24 KiB
Aggregate affinity
This series of patches adds ability for creating aggregation of ironic nodes in Nova. This work is based on work of Jay Pipes series back ported to Ocata, with some additional fixes.
After applying those patches on Ocata tree nova and novaclient, it will be possible to create aggregates which contain ironic nodes and a group with one of two new policies:
aggregate-affinity
aggregate-anti-affinity
Note, that if openstackclient is used, it is needed to overwrite OS_COMPUTE_API_VERSION environment variable to value 2.43.
Given, that we are working on devstack, and have available four Ironic nodes (it need to be changed in devstacks' local.conf by setting variable IRONIC_VM_COUNT to 4), basic flow to test it is as follows:
$ export OS_COMPUTE_API_VERSION=2.43
$ openstack aggregate create rack1
$ openstack aggregate create rack2
$ openstack aggregate add host rack1 $(openstack baremetal node list|grep node-0|awk '{print $2}')
$ openstack aggregate add host rack1 $(openstack baremetal node list|grep node-1|awk '{print $2}')
$ openstack aggregate add host rack2 $(openstack baremetal node list|grep node-2|awk '{print $2}')
$ openstack aggregate add host rack2 $(openstack baremetal node list|grep node-3|awk '{print $2}')
$ openstack server group create --policy aggregate-anti-affinity group1
$ openstack server create \
--image=$(openstack image list|grep x86_64-disk| awk '{print $2}') \
--flavor=1 \
--nic net-id=$(openstack network list |grep private | awk '{print $2}') \
--hint group=$(openstack server group list | grep group1 | awk '{print $2}') \
instance1
$ openstack server create \
--image=$(openstack image list|grep x86_64-disk| awk '{print $2}') \
--flavor=1 \
--nic net-id=$(openstack network list |grep private | awk '{print $2}') \
--hint group=$(openstack server group list | grep group1 | awk '{print $2}') \
instance2
this should place two ironic instances on two different rack aggregates. In similar fashion it might be group created with policy aggregate-affinity.
Soft aggregate affinity
This is similar feature to soft (anti) affinity* feature which was done for compute hosts. There are two new weight introduced:
aggregate-soft-affinity
aggregate-soft-anti-affinity
and can be used for scattering instances between two aggregates within an instance group with two policies - to keep instances within an aggregate (affinity), or to spread them around on different aggregates. If there would be not possible to put an instance together on an aggregate (in case of affinity) or on different one (in case of anti-affinity), it will be placed in specified group anyway.
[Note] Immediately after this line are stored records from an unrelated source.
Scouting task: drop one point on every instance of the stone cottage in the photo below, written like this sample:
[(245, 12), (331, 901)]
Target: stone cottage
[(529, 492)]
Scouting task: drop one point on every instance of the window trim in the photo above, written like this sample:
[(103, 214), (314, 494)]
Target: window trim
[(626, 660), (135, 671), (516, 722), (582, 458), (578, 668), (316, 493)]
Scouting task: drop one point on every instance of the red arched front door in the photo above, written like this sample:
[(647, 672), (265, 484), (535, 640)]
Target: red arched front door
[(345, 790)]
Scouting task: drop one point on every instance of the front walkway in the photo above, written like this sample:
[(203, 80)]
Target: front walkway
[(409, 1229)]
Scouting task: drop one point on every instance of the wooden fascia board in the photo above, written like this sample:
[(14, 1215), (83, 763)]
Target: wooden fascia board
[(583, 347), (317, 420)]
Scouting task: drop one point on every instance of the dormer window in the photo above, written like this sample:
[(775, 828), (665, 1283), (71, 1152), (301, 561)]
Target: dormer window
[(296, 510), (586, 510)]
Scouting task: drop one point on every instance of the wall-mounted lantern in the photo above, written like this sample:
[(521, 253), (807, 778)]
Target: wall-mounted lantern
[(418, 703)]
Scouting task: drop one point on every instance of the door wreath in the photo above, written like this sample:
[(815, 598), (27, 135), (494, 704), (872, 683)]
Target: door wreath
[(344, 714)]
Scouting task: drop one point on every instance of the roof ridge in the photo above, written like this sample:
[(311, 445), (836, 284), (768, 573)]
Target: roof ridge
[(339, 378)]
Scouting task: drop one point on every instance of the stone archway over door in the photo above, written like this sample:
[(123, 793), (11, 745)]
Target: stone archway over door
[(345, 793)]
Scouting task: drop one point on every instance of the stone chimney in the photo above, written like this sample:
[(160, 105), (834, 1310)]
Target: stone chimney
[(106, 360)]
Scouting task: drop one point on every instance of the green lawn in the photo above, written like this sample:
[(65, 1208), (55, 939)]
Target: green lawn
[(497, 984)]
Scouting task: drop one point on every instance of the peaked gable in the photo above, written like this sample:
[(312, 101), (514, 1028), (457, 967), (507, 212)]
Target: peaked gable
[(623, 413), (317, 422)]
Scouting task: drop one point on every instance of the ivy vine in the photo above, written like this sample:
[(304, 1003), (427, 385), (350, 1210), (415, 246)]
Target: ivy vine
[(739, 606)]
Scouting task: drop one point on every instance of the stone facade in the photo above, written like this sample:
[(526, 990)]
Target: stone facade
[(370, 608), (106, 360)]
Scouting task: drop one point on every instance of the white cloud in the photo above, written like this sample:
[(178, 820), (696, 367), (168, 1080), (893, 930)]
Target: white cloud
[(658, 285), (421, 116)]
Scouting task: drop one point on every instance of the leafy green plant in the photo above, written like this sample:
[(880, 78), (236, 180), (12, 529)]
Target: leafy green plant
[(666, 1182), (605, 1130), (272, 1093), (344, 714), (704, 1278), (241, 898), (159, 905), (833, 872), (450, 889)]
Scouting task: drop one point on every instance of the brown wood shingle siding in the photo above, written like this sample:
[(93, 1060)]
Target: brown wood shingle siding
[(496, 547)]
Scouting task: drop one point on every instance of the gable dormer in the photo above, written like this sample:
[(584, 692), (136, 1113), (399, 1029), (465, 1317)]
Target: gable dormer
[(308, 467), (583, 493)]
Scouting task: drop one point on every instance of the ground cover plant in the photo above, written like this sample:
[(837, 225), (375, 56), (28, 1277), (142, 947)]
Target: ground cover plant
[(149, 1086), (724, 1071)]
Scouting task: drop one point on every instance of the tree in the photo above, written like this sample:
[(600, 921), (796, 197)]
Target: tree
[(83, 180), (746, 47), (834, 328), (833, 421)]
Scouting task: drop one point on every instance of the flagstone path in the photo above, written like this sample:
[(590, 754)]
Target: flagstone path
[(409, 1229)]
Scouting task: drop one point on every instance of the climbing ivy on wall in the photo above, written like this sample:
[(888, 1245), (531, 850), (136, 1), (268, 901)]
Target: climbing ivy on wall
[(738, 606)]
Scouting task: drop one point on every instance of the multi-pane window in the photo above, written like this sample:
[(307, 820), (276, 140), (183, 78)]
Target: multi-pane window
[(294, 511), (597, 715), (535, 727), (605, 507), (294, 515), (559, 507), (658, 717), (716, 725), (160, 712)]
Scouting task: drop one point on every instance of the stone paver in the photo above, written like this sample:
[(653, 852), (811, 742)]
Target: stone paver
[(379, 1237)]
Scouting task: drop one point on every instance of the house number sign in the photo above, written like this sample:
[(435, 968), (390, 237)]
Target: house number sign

Simple usage is as follows, using environment described above in aggregate-affinity feature:
$ export OS_COMPUTE_API_VERSION=2.43
$ openstack aggregate create rack1
$ openstack aggregate create rack2
$ openstack aggregate add host rack1 $(openstack baremetal node list|grep node-0|awk '{print $2}')
$ openstack aggregate add host rack1 $(openstack baremetal node list|grep node-1|awk '{print $2}')
$ openstack aggregate add host rack2 $(openstack baremetal node list|grep node-2|awk '{print $2}')
$ openstack aggregate add host rack2 $(openstack baremetal node list|grep node-3|awk '{print $2}')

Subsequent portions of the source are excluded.